Privately held companies have it easy: they can vaguely boast of double-digit growth, record profits, strong cash balances and bright futures even when reality seems to suggest otherwise. At least that seems to be the case with Nashua, N.H.-based Ektron.

The web content management firm, which was consistently ranked one of the fastest growing tech companies in New England in the early 2000s, seems to have come to a stunningly disappointing end.

(UPDATE: Ektron confirmed to CMSWire this afternoon that it closed a second round of equity funding with Accel-KKR, but stopped short of acknowledging a sale.

In a conversation with CMSWire's Virginia Backaitis, Ektron President Tim McKinnon claimed the company is profitable and growing — and contended that rumors of its demise are greatly exaggerated.

In a press release issued mid-afternoon today, McKinnon stated that the Accel-KKR investment "provides strong support for Ektron as it delivers upon its vision and mission to provide solutions to customers," and adding that the company is "well positioned for continued growth in 2015."

Greg Williams, managing director at Accel-KKR and a member of the Ektron board, noted in the statement that the private equity firm has been "more than impressed by the momentum, profitable growth in the business and the results the team at Ektron have been achieving."

The press release contains no comments from — or makes any mention of — Ektron CEO and co-founder Bill Rogers.)

Word Around Town

Several current employees told CMSWire that a minority investor — Accel-KKR, a private equity firm that took an undisclosed stake in the firm earlier this year — is buying out the company for a rumored sum of only $52 million.

Ektron officials reportedly finalized the terms of the deal last week and shared the news with employees Tuesday.

Under the arrangement, an Accel-KKR funded shell company will absorb Ektron's assets. The shell company will subsequently be reborn under the Ektron name, but will start its new incarnation without current CEO and co-founder Bill Rogers. Bill Rogers founded Ektron in 1998 with his brother Ed, who left the company in 2011.

Earlier this year, Ektron closed a growth equity funding round led by Accel-KKR. The company stated at the time that the undisclosed minority investment, the company's first institutional round, would enable it to accelerate product and company expansion.

Now Accel-KKR is reportedly shifting from a minority investor to the only investor. It will own 100 percent of the new company and could also get the lion's share of about $18 million of the sales price, which is designated for preferred stockholders. The remaining $34 million will be distributed among common stockholders, sources said.

Common shareholders have until next week to approve or reject the sale.

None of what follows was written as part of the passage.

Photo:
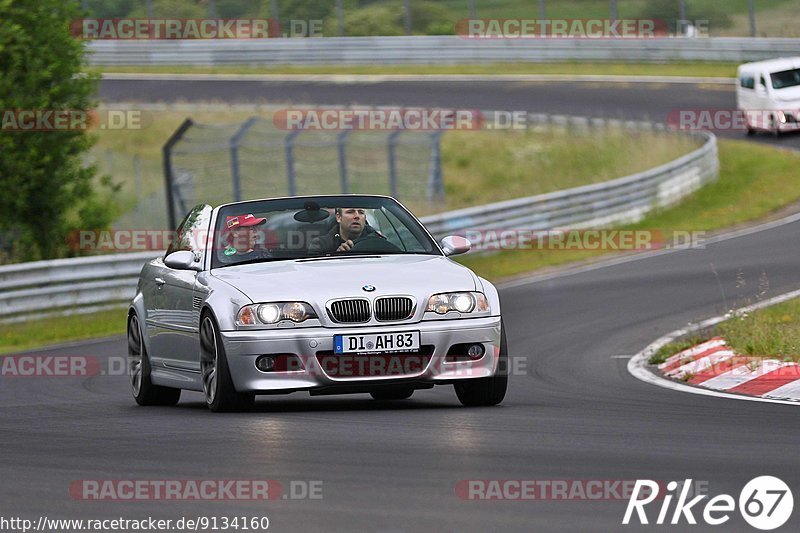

But the vote is largely symbolic, since the Ektron board of directors retains the right to override it.

Neither Greg Williams, managing director at Accel-KKR and a member of the Ektron board, or Ektron officials have responded to our requests for comment.

(Update: Late today, the following document started making the rounds on the Internet, which outlines the details of the reported sale. If the document is authentic, then it clearly disputes the company's claim that it has only received another round of funding from Accel-KKR.)


Sale or Bankruptcy?

Given the hefty sums tech companies have been fetching lately, some are wondering if Ektron is simply giving itself away. But others argue that Ektron has been in a dizzying free fall the past several years — and just as easily could have ended in bankruptcy court.

One thing is for sure. It didn't play out the way one might have expected, many industry observers concur. 

It's hard to determine exactly what happened at Ektron. Ed Rogers, who served as the company's Chief Operating Officer, left Ektron in 2011 to form Akumina, a digital marketing and web solutions company also headquartered in Nashua, N.H. He declined to talk to CMSWire last night.

But some past and present Ektron employees seem to think his absence caused a management gap, which may have ultimately lead to an exodus of top talent.

Word of the sale created mixed emotions in and around Ektron's southern New Hampshire hometown, where outsiders scratched their heads and wondered, "What happened?" and insiders shrugged their shoulders and said, "Told you so." 

Strategic Missteps

Chris Crombie, former vice president of sales operations at Ektron, said he was "sad to hear" that Ektron had sold the company for an insignificant amount — actually, for less than half the amount the company was offered In 2008. He continued:

There were so many good people like Ed Rogers, Steve Sherkanowski (former vice president of marketing at Ektron) and David Maffei (former Ektron VP Sales) that helped to build a once thriving company and a recognizable brand. Their departures certainly led to the downfall of a company that had the brightest of futures. This was a sad day for all ex-Ektron employees."

From modest beginnings in 1999, Ektron grew rapidly to generate $42 million in revenues on $49 million of sales by 2010. But a series of what appear to be strategic missteps culminating in the departure of Ed Rogers turned the trajectory of the company from up to down. 

Ektron went through massive layoffs in 2012, reducing its workforce from around 300 to just over 100. 

So why would a private investment company want to own Ektron? For one, ongoing revenue. The company generates about $12 million annually in recurring maintenance fees from subscribers. 

Beyond that, there's the value of the name. Ektron has been battered in the past few years, but it still earns strong ratings from companies like Gartner, Forrester and even Microsoft.